The new fissures were about 15 meters (50 ft) apart and sent fiery red and orange molten rocks down towards the sea in parallel to an earlier flow which reached the Atlantic Ocean earlier in the week.
Miguel Angel Morcuende (technical director of the Canary Islands emergency volcano response team) said that the volcano was "much stronger" almost two weeks after it erupted in La Palma.
Scientists recorded eight earthquakes of magnitude 3.5 over the night.
Officials stated that the eruption sent gas and ash nearly 20,000 feet into the air.
Since the Sept. 19 eruption, more than 6000 people were evacuated quickly to avoid any casualties.

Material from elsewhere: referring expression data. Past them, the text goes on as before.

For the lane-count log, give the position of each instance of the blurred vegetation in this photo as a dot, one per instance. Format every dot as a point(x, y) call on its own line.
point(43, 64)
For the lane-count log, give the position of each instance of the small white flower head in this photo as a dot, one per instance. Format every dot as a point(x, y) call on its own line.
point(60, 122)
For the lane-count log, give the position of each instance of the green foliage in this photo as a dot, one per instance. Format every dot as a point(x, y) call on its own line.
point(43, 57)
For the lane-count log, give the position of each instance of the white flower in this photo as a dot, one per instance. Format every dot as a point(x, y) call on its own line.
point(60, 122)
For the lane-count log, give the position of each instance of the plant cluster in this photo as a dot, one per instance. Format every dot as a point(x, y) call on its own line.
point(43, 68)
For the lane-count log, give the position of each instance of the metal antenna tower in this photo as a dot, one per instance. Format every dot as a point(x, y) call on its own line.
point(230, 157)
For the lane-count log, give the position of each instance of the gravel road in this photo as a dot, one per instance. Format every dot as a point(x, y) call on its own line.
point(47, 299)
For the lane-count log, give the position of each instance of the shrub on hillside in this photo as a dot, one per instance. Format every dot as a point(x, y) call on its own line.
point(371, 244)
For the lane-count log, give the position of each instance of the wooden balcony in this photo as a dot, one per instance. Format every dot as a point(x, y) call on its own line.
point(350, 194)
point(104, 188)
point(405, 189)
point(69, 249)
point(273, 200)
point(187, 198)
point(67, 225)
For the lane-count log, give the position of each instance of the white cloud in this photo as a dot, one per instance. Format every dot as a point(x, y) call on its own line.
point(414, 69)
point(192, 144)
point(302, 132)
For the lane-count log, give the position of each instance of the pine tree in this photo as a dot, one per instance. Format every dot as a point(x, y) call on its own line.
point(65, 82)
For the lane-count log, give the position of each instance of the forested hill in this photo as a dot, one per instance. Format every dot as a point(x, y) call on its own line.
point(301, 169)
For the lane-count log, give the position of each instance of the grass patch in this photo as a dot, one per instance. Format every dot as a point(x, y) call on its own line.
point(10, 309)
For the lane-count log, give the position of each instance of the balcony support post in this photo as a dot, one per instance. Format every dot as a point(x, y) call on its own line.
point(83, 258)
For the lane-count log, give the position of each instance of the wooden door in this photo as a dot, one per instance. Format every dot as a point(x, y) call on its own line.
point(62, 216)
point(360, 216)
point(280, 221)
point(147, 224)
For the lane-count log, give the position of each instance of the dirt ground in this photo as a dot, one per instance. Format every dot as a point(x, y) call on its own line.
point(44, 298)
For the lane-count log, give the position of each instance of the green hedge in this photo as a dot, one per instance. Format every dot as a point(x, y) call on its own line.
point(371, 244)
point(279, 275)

Officials were checking the air quality near the shoreline. According to La Palma's government, the sulfur dioxide levels in this area increased but didn't pose a threat to health.

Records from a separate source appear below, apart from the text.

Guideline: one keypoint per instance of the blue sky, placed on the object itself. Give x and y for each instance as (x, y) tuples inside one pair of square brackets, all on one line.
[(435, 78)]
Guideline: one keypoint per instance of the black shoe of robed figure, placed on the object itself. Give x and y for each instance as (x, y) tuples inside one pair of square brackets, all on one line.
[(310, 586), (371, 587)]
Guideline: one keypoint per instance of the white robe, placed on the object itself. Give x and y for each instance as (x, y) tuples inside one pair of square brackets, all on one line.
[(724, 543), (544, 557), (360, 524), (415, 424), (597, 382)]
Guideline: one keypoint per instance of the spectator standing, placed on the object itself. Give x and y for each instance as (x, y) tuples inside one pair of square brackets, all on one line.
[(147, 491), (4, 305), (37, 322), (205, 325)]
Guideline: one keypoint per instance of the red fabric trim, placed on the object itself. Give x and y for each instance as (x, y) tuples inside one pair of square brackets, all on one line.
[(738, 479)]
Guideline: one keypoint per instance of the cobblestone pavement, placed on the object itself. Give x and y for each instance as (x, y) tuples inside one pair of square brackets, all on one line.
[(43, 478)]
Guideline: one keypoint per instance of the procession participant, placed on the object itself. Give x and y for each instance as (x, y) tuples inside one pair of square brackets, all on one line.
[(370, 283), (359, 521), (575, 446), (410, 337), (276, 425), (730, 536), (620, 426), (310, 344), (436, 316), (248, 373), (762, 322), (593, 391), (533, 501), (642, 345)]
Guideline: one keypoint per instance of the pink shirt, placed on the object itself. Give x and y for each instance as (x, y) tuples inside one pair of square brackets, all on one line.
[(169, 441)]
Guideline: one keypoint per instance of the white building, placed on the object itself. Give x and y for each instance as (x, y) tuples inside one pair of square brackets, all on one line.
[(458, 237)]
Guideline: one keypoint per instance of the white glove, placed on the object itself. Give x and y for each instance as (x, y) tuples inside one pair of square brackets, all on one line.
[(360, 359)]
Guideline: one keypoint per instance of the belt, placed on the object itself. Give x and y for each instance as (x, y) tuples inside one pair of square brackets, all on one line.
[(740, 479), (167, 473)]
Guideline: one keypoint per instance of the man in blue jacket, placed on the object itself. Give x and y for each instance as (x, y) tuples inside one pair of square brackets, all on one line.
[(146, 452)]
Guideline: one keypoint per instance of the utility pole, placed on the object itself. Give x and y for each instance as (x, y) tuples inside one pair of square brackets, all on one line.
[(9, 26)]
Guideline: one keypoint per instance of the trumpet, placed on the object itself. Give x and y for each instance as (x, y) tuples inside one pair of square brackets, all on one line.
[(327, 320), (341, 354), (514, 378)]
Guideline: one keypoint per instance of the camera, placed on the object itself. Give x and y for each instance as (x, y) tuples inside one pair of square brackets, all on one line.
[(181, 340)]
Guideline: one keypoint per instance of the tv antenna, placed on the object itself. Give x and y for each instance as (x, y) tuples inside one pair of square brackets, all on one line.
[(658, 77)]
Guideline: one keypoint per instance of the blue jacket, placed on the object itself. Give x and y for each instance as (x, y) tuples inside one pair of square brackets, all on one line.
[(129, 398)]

It advised residents to remain indoors. The island's residents should wear eye protection and face masks to protect against the heavy volcanic ash falls.
Scientists estimate that the volcano has emitted approximately 80 million cubic meters worth of molten rocks so far. This is more than twice the amount released in the volcano's previous eruption in 1971.
More than 1000 buildings have been destroyed or damaged by the lava, including farms and homes, and 709 hectares (1.750 acres) has been engulfed.
La Palma is home to approximately 85,000 people, who rely on fruit farming and tourism for their livelihood. It is part the volcanic Canary Islands which are an archipelago off north Africa that are part of Spain's territory.
It measures approximately 35 km (22 miles) in length and is 20 kilometers (12 miles wide) at its widest point. While the volcano is active, life has been relatively normal on the island.